The principle of protein adsorption in HIC is complementary to ion exchange and size exclusion chromatography. Proteins with different degrees of surface hydro-phobicity are seperated by HIC, the proteins bind to hydrophobic ligand in buffers with high salt concentration. Once the ionic strength reduce, the interaction is reversed. Finally, the protein with the lowest hydrophobicity is eluted firstly, the most hydrophobic protein elutes lastly.

Ligand

The type of immobilized ligands determine the adsorption behavior of proteins.

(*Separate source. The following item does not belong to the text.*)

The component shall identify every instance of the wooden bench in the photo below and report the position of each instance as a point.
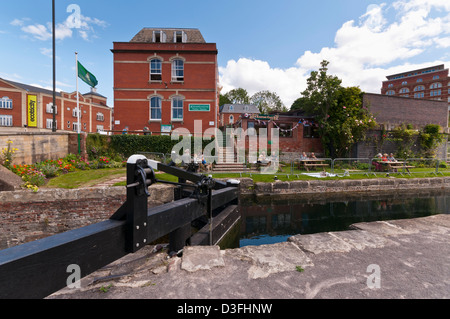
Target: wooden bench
(307, 165)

Normally, straight chain alkyl ligands show hydrophobic character, while aryl ligands demonstrate mixed mode behavior with both aromatic and hydrophobic interactions. In actual purification, the selection of ligand types is empirically determined.

Substitution Degree

The protein binding capacity will increase with the improved substitution degree of the immobilized ligand. The high level of ligand substitution remain the binding capacity constantly, and increase the affinity of interaction. However, bound proteins in these conditions are difficult to elute.

HIC separation feature

Matrix

The most common support in HIC are hydrophilic carbohydrates, cross-linked agarose and synthetic copolymer materials. Even with the same ligands, the selectivity between different supports are identical. Once move one media to another, adsorption and elution conditions need to modify for achievement of similar results.

Salt Concentration

The addition of structured salts in equilibration buffer and sample can promote ligand-protein interactions in HIC. However, as salt concentration increases, the amount of bound proteins increases, and the risk of protein precipitation increases at the high ionic strength.

pH Range

The HIC mobile phases are normally in the neutral pH range from 5 to 7 with buffers of sodium or potassium phosphate. The interaction strength between proteins and media will decrease with pH increasing, this effect varies from different protein types. Therefore, pH can impact the protein binding levels and medial selectivity, but no significant effect over moderate ranges.

Temperature

The hydrophobic affinity of interaction increases with temperature, it also can impact protein structure, solubility, interaction with HIC matrix. Since the temperature effects are difficult to predict, it is not utilized to modulate separation in HIC.